Werner Krauss said...


Glad you liked it! No doubt, Calvin & Hobbes readers are educated people!

I just want to add that communication with the public is a two-way-street. Of course, people should learn something about climate science; on the other hand, climate scientists have to learn something about the reality of regional climates inhabited by real people (including climate scientists!). We do not live in average weather. We live in Göteborg, Wilhelmshaven or another place with specific conditions.
Climate has become part of politics. We still do not know how to deal with partial truths (global and regional ones) and how they are connected. When we find out, we know where we live.

P Gosselin said...

Thanks for the reply and for modifying my statement (when viewed over the last 5,000 years). Of course if we go back 20,000 years, then the merits of my claim look different.
I'd be very much interested in a post from you on sea levels over the last 1000 or 2000 years.

Hans von Storch:
Here's one story of Sylt: (with disclaimer).
Taken from:

Prof. Kehl's website content seems okay to me.
I'm not sure about Gothenburg (English spelling - according to Wiki), but I can say with high certainty that Gosslin is Gosselin.

isaacschumann said...

Werner's post made me remember a piece I had read by Daniel Botkin some time ago that, I think, illustrates his point very well. Ive printed an excerpt below. Please read the whole thing.

"...the meeting he attended hadn’t started off so well. To begin with, there was considerable distrust by the fishermen and fishing guides of some scientist from California, paid by the government, who arrived in Gold Beach and was probably going to tell them what to do about their salmon. Before the meeting, the small team of scientists I had organized to do the project ate lunch with a representative of the fishermen. One of my colleagues said to him, “There seems to be some considerably hostility toward the government of Oregon.”"

“Darn right,”he said, “When they came down here and told us they could manage salmon, we thought they meant that we could manage to have salmon.”

"When I opened the meeting, the audience of hardworking men sat stiffly upright in their chairs with their arms folded, looking hostile, until one of them said, “Professor Botkin, do you believe that the salmon are declining?”"

"I replied honestly “I’ve just started this project and don’t know much of anything about salmon and don’t have any preconceived ideas. I’m just here to find out what is known.”"

"The audience immediately relaxed and became very helpful. By the end of the meeting, the leader of the fishing guides got up and said that the guides knew the rivers better than anybody, they spent 360 days a year on them, and they would be willing to make any measurements that would be helpful to our study.”"

"...Even more remarkable was that Jim had gotten a friend who knew a little about science to help him graph the two kinds of data. He brought in a huge hand-drawn graph (this was in the days before PowerPoint, and anyway, Jim wouldn’t have used that). A nonscientist actually doing an analysis of data. Once again, no government agency had gone this far."

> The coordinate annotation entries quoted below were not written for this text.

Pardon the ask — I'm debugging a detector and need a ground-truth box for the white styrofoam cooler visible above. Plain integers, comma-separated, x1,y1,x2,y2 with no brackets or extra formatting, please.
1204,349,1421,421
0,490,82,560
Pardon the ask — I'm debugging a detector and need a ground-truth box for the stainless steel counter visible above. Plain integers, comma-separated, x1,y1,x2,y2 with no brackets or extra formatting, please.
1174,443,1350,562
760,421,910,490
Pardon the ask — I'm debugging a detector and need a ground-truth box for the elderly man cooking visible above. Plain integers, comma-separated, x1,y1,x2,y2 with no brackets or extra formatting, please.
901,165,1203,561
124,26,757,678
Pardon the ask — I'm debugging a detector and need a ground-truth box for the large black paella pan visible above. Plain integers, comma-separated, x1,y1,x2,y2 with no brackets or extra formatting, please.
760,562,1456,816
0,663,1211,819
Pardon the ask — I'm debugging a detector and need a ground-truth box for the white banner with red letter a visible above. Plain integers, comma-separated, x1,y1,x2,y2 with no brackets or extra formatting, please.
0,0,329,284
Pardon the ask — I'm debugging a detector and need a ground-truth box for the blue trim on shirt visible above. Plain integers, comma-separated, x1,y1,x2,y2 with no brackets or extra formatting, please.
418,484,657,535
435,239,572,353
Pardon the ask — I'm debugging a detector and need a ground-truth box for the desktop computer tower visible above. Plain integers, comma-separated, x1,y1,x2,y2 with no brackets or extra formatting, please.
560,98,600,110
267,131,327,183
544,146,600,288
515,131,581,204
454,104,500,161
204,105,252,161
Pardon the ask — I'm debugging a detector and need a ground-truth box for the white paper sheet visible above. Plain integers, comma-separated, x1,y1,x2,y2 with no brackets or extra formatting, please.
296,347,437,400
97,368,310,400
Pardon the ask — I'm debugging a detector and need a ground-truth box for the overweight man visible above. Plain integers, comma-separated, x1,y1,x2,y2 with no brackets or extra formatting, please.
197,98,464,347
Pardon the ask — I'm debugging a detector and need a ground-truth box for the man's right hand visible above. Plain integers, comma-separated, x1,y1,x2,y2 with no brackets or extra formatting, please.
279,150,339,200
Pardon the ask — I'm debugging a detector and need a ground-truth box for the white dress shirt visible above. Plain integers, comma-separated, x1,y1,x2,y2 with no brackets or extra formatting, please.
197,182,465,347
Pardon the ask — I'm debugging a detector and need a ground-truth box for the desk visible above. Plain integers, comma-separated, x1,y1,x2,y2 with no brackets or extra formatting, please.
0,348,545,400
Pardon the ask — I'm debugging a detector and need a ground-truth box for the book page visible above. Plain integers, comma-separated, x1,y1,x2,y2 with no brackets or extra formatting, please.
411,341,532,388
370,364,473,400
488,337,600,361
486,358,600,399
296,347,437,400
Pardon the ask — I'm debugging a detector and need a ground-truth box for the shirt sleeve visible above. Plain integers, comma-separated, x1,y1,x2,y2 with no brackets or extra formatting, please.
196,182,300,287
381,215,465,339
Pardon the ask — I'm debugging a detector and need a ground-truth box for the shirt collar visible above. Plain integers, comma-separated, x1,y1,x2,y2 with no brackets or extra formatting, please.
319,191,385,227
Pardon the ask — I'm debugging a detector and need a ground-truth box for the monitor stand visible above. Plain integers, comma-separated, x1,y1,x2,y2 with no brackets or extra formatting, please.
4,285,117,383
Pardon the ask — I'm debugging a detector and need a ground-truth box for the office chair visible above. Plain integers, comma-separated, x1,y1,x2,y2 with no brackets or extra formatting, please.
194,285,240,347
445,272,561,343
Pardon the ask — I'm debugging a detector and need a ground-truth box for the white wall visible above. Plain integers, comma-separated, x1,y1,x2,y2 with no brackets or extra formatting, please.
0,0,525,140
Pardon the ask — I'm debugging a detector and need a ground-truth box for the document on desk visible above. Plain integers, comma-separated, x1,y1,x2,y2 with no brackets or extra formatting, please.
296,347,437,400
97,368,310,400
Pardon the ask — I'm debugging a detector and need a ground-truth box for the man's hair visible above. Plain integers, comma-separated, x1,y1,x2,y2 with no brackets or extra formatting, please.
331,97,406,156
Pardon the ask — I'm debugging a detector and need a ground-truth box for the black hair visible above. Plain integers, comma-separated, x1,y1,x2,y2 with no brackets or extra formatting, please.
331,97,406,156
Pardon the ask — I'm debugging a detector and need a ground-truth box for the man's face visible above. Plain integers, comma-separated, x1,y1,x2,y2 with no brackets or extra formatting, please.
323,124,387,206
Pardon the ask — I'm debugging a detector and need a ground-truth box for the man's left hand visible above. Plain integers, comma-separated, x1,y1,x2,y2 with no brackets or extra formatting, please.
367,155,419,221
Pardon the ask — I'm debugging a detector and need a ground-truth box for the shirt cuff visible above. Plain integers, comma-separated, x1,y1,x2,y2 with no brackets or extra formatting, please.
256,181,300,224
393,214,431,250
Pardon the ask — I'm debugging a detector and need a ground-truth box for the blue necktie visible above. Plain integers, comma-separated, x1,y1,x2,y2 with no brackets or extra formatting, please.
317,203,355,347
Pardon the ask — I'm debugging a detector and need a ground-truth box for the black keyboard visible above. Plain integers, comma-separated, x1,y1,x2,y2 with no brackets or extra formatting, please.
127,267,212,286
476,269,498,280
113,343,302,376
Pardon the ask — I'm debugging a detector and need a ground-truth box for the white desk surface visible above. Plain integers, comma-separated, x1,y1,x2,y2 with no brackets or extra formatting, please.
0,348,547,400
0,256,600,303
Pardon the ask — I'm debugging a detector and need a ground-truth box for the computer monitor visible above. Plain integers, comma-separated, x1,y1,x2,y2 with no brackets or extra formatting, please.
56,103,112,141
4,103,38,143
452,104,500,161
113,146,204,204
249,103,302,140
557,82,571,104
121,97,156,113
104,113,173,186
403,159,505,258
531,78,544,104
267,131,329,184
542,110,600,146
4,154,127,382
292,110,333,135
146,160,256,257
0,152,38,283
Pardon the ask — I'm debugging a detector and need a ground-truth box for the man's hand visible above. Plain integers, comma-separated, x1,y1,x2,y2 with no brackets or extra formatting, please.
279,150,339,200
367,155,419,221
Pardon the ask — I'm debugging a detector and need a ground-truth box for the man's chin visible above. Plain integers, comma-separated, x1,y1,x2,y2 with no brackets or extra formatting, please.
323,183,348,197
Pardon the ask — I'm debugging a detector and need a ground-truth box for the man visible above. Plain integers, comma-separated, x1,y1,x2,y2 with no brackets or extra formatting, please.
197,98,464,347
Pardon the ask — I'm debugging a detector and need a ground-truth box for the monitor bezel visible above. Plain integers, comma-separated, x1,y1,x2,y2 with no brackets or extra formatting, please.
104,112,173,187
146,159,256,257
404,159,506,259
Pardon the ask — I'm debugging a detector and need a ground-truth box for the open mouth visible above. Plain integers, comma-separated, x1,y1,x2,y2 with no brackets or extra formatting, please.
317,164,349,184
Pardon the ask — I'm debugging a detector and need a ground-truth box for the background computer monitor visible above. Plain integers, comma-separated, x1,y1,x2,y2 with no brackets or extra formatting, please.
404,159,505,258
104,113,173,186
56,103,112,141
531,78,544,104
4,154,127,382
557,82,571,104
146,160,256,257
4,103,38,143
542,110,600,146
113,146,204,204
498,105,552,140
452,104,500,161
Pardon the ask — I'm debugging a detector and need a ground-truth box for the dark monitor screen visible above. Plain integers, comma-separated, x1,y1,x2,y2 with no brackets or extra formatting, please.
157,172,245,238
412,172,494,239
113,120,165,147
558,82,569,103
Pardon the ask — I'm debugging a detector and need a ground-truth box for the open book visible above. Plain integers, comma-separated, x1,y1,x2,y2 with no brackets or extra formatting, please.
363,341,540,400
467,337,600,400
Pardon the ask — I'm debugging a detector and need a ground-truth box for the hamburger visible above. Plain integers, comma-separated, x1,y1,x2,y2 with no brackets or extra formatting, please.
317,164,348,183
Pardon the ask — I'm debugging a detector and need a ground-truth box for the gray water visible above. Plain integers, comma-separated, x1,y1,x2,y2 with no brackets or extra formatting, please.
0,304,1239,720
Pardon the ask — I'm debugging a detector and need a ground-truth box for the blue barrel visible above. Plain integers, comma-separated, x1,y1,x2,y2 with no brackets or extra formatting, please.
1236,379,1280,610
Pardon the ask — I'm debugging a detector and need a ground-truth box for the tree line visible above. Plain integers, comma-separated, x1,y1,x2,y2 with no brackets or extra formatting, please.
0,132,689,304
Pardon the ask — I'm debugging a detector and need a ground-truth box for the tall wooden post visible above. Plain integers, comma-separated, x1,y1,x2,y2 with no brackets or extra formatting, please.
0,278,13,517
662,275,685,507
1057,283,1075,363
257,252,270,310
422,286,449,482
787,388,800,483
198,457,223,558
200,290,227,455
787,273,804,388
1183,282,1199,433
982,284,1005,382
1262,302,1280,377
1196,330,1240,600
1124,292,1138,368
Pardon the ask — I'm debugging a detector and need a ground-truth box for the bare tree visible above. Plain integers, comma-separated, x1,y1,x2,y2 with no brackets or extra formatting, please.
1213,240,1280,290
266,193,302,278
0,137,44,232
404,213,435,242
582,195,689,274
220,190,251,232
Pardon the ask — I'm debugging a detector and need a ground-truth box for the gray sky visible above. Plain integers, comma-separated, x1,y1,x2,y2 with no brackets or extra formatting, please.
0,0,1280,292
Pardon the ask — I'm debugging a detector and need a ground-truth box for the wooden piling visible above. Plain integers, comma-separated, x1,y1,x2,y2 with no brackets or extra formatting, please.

"Sure enough, as Jim pointed out, if there was a high-water year, then four years later a lot of salmon swam upstream. If there was a low-water year, then four years later few salmon returned. Jim provided the first important insight into what might be a major factor influencing salmon abundance."

Rob Maris said...

Eduardo (12) sealevel quote: "It attained a maximum at the so called Midholocene High Stand, about 5000 years ago 2 meters higher than today, and has been declining, at these long time scales, since then.".

Oh, very interesting. Until recently, my knowledge about this stems from a book "Wattenmeer", Abrahamse/Veenstra, 1976, where it is stated that sea level is rising continuously - only the rate be decreasing on time scales of several hundred years.
I'm looking forward to your intended posting containing up to date data.